ADB to boost lending by $10 billion as crisis hits poor

Published by rudy Date posted on May 4, 2009

NUSA DUA, Indonesia – The Asian Development Bank (ADB) will boost lending to the region’s poorest nations by more than $10 billion over two years, warning Saturday that the global economic crisis is jeopardizing the UN’s goal to halve poverty by 2020.

The announcement comes just days after the bank’s 67 member countries approved a tripling of the bank’s capital to $165 billion, expanding the lender’s ability to finance infrastructure and other projects aimed at reducing poverty in partnership with the private sector.

On Saturday, the bank’s president, Haruhiko Kuroda, told an annual meeting in Bali, Indonesia, that loans for Asia’s developing nations will rise to $32 billion over 2009 and 2010 from $22 billion in the previous two years.

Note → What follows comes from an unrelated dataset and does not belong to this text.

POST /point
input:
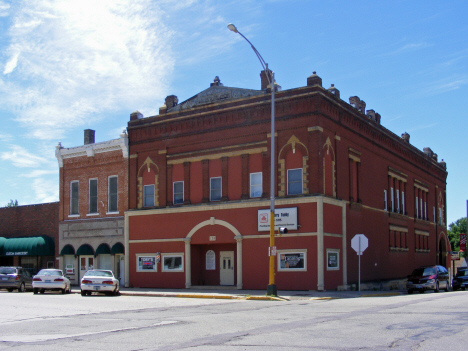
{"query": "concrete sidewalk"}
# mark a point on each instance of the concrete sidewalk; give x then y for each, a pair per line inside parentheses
(217, 292)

The lending will “assist faltering economies and most importantly, protect the poor from the worst impacts of the crisis,” he said. It includes a $3 billion fund that the hardest-hit governments can tap to boost their own fiscal stimulus spending as they battle the downturn.

Activist organizations have not welcomed the bank’s bigger firepower, saying ADB-funded projects often harm the very people they aim to help.

“If not managed well, this 200 percent general capital increase could easily translate into a more than 200 percent increase in social and environmental harm,” said Red Constantino, executive director of NGO Forum on ADB — an umbrella group pushing the bank to become more accountable.

Last year, the bank pulled out of a coal-fired power plant project in Pilburi, Bangladesh, that activists warned would displace 43,000 people.

With economic growth in Asia not including Japan likely to fall by half to 3.4 percent this year from 2008’s figures, the regional bank estimates some 61 million people will be prevented from rising out of extreme poverty. That figure will rise to nearly 160 million if slow growth continues next year, it says. More than 900 million live on $1.25 or less a day.

Kuroda told a press conference he remains “hopeful” that extreme poverty in Asia can still be halved by 2020 though the global recession is making that and the United Nations’ other Millennium Development Goals harder to achieve.

“I’m afraid that in some countries poverty could increase,” he said.